ISSCC 2005

nAo said:
If we render a triangle strip we have a 4 GPoly/s figure! are you happy now?
No, I want MORE :p

*getting silly now*
If people's assumptions about DIV being replaced by one of those reciprocal approximates are right, you may very well have faster throughput for divisions then one every 8 cycles. How about 5cycles - so we can just stash through one vertex in 5cycles :p
*getting sillier*
But wait, why even bother with perspective divide when the GPU can do that(hey, NVidia can do it, right, Right?) for us, we just give it the H-Space coordinates. Whoa, 8GPoly/s :LOL:
 
Fafalada said:
Megadrive said:
the VMX unit attached to the PU would be like the equivalent of the FPU attached to the MIPS core in Emotion Engine, would it not? yeah it would add to the total flops performance, but not significantly increase it from ~256 Gflops.
Actually, the announced EE GFlops numbers counted all the FMAC+FDIV units spread over the system (when you consider all the FPU units are basically the same, this makes a lot of sense - the FMAC&FDIV making up the R5900 FPU are equivalent to those found in VUs).
So you have:
10FMACs + 4FDIVs = (10*2Flop/cycle + 4*0.16flop/cycle) * 300mhz ~ 6.2GFlops.
R5900 core FPU thus contributed ~ 10% of overall FPU rating, which may not be a lot, but it's definately something.

In case of this Cell, VMX would potentially increase the rating another 32GFlops - which is also just over 10% of the cumulative rating, amusingly enough :p

Faf, I am shocked that noone of your calculations had the no. 294 in it! :devilish:
 
Fafalada said:
But wait, why even bother with perspective divide when the GPU can do that(hey, NVidia can do it, right, Right?) for us, we just give it the H-Space coordinates.
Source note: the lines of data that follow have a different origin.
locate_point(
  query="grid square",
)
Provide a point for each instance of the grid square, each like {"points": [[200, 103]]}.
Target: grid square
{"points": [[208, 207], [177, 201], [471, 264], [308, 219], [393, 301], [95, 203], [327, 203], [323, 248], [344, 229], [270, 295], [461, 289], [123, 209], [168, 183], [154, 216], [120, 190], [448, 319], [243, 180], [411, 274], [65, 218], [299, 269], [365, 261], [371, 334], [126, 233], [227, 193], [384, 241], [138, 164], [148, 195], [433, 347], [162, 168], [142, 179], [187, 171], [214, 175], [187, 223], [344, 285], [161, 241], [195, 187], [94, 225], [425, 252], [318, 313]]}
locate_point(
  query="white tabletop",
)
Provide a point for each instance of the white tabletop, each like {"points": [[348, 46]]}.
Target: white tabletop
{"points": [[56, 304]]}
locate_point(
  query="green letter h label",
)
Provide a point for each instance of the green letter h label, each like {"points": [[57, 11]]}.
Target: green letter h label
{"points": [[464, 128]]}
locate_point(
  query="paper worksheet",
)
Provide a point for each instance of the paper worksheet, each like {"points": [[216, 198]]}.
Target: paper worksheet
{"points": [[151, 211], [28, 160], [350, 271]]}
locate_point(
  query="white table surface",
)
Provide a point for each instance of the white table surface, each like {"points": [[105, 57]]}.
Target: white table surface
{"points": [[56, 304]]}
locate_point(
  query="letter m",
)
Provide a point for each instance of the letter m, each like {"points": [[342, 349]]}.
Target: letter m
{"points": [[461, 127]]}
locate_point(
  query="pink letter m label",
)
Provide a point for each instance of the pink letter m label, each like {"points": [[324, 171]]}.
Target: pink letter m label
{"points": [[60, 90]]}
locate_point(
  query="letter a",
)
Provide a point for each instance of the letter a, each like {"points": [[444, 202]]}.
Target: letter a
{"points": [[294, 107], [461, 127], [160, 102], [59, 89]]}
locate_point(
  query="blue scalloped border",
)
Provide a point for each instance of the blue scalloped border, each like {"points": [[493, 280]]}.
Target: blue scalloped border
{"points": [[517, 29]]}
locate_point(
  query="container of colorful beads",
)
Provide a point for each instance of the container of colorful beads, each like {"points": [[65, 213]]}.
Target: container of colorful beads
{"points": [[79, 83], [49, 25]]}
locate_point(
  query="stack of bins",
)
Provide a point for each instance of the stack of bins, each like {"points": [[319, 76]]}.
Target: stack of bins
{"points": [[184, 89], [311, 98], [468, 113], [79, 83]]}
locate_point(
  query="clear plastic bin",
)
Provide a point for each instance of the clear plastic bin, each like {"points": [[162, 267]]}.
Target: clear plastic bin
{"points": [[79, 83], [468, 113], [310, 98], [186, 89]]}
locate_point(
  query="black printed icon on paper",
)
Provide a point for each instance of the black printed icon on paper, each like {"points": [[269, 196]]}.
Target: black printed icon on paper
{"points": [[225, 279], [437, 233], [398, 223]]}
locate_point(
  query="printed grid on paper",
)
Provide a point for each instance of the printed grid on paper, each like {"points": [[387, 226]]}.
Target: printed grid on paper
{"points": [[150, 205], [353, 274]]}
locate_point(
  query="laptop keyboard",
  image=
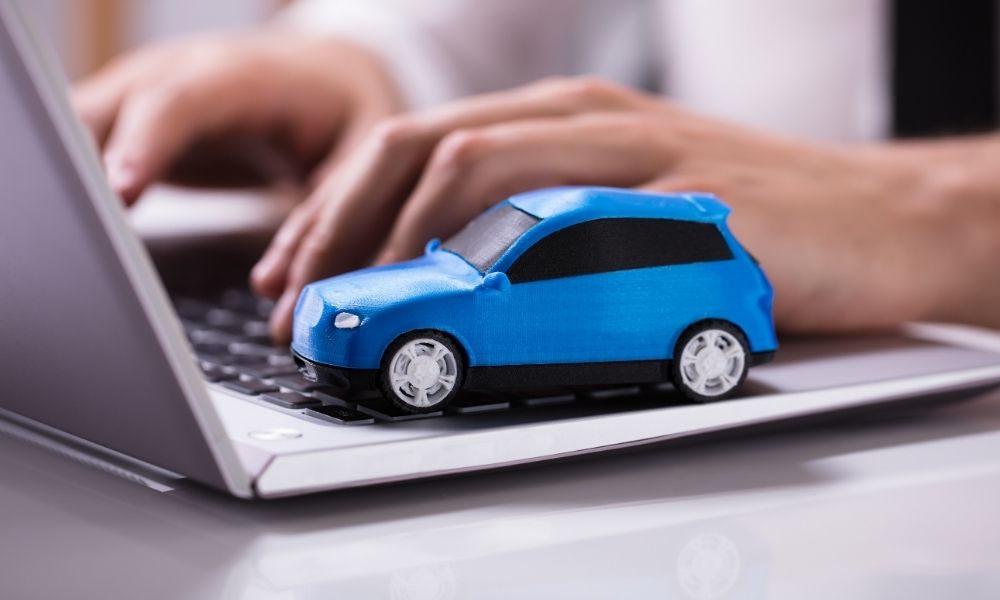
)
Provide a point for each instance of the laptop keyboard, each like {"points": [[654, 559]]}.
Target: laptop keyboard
{"points": [[230, 339], [231, 343]]}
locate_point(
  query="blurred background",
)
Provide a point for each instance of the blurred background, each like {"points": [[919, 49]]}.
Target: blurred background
{"points": [[89, 32]]}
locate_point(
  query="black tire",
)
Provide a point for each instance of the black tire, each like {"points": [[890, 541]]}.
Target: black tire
{"points": [[738, 375], [436, 397]]}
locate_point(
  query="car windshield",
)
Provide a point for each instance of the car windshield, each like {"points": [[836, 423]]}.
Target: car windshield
{"points": [[487, 237]]}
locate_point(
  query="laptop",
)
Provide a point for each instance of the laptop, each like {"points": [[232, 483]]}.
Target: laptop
{"points": [[101, 361]]}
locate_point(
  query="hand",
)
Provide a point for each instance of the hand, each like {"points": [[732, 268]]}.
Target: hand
{"points": [[850, 236], [298, 93]]}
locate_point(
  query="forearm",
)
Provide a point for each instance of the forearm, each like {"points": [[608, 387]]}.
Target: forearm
{"points": [[950, 195]]}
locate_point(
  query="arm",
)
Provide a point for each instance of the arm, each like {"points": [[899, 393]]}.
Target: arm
{"points": [[853, 237]]}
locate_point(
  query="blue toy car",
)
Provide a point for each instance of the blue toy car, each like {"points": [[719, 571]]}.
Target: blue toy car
{"points": [[575, 286]]}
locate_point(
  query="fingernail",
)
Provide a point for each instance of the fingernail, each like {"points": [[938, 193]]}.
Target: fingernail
{"points": [[122, 175]]}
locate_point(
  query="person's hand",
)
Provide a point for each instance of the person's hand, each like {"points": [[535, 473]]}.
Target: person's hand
{"points": [[848, 235], [296, 93]]}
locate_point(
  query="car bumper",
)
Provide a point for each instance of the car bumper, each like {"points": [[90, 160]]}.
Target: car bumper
{"points": [[353, 380], [366, 380]]}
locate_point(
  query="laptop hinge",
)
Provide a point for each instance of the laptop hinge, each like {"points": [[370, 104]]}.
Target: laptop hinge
{"points": [[87, 453]]}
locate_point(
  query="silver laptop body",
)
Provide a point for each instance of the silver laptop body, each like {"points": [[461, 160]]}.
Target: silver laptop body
{"points": [[95, 362]]}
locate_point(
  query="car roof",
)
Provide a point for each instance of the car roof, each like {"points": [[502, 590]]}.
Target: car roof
{"points": [[584, 203]]}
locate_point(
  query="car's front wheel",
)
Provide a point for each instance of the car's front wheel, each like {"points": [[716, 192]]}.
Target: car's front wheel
{"points": [[422, 371], [710, 361]]}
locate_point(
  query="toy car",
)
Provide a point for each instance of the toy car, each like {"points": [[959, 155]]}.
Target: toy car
{"points": [[556, 287]]}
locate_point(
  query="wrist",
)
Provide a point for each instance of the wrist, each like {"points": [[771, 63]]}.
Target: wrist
{"points": [[947, 210]]}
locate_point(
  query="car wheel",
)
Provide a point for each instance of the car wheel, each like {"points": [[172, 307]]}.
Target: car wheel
{"points": [[710, 361], [422, 371]]}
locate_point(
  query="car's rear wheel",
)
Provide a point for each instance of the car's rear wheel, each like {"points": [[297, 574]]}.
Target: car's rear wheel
{"points": [[711, 360], [422, 371]]}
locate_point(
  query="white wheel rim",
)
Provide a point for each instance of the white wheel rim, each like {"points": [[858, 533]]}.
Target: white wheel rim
{"points": [[423, 372], [712, 362]]}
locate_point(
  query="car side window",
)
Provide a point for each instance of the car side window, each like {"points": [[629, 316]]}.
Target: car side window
{"points": [[604, 245]]}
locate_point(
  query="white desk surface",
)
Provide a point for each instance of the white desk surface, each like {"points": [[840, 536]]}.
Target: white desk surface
{"points": [[903, 505]]}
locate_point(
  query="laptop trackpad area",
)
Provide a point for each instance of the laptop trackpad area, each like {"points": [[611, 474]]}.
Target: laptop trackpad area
{"points": [[292, 449]]}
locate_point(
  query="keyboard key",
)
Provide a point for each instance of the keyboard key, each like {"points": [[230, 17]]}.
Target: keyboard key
{"points": [[250, 387], [297, 383], [246, 349], [339, 415], [290, 400], [216, 373], [220, 317], [281, 360], [267, 371], [386, 411]]}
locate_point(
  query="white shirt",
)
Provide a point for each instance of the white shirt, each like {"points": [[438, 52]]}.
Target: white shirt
{"points": [[812, 68]]}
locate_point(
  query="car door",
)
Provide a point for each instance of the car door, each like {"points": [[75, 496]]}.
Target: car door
{"points": [[600, 291]]}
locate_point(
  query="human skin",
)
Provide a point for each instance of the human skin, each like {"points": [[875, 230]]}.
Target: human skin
{"points": [[853, 237], [310, 98]]}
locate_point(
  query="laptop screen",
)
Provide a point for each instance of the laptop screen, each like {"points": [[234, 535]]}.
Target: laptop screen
{"points": [[77, 350]]}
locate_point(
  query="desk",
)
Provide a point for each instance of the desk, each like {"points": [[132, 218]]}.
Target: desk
{"points": [[898, 505]]}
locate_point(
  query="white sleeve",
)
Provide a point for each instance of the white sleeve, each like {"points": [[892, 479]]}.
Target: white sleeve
{"points": [[437, 50]]}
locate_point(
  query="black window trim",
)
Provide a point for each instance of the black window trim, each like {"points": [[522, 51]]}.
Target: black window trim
{"points": [[648, 243]]}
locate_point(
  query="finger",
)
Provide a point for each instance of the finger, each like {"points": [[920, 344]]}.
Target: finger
{"points": [[354, 213], [380, 175], [269, 276], [153, 127], [98, 97], [477, 168]]}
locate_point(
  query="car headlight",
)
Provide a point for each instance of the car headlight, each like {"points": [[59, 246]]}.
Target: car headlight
{"points": [[345, 320]]}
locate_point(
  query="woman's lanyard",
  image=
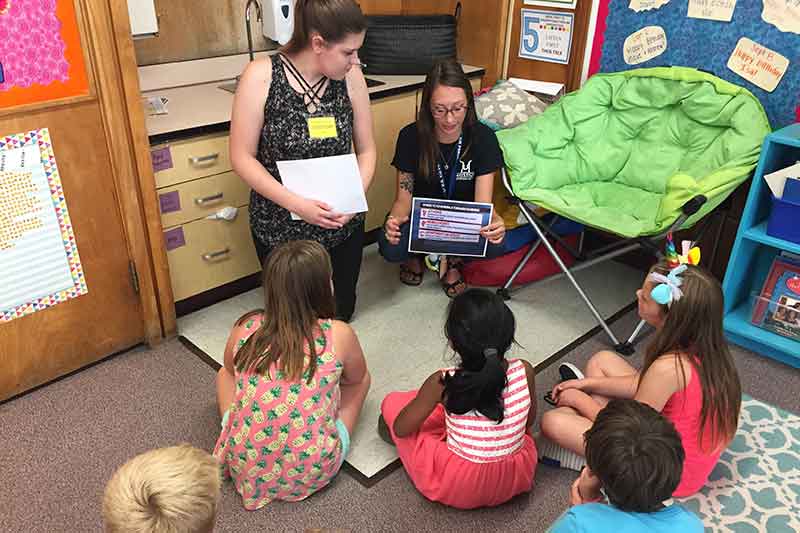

Whoa, 8GPoly/s :LOL:
emh..that's too good to be true..unfurtunately nvidia 'attach' a rcp instruction at the end of the shader..emh.. :LOL:
 
Fafalada said:
nAo said:
If we render a triangle strip we have a 4 GPoly/s figure! are you happy now?
No, I want MORE :p

*getting silly now*
If people's assumptions about DIV being replaced by one of those reciprocal approximates are right, you may very well have faster throughput for divisions then one every 8 cycles. How about 5cycles - so we can just stash through one vertex in 5cycles :p
*getting sillier*
But wait, why even bother with perspective divide when the GPU can do that(hey, NVidia can do it, right, Right?) for us, we just give it the H-Space coordinates. Whoa, 8GPoly/s :LOL:


you compute how much polygons datas can send to GPU at 100 GB/s
i mean max 6gigapoly
 
Jaws, you're quite right, let me revise (anyone that likes binary numbers will like this).

Since PS3 Cell won't be exactly the same, it will yield a nominal frequency of 4096 Mhz! :p At this, each VMX/SPU will yield 32,768 GFlop, for a grand total of 294.912 GFlops.

Am I good or what? :LOL:

nAo said:
emh..that's too good to be true..unfurtunately nvidia 'attach' a rcp instruction at the end of the shader..emh..
I just kinda like the idea of sending H-Space data to GPU, makes it feel more - unified :p Don't really care who takes the cost of that divide much.
 
Fafalada said:
Jaws, you're quite right, let me revise (anyone that likes binary numbers will like this).

Since PS3 Cell won't be exactly the same, it will yield a nominal frequency of 4096 Mhz! :p At this, each VMX/SPU will yield 32,768 Flop/cycle, for a grand total of 294.912 GFlops.

Am I good or what? :LOL:

Good but I'll reserve that cigar! ;)
 
hmmmm ~97 Gflop GSCube ( 16 * Emotion Engine) produces 1.2 giga polys
peak.

256 Gflop Cell Processor, which is no doubt MUCH tighter than 16 EEs, should do roughly 3x as much, maybe more because of the tightness. ~4 Gpolys ?
 
Megadrive1988 said:
hmmmm ~97 Gflop GSCube ( 16 * Emotion Engine) produces 1.2 giga polys
peak.

256 Gflop Cell Processor, which is no doubt MUCH tighter than 16 EEs, should do roughly 3x as much, maybe more because of the tightness. ~4 Gpolys ?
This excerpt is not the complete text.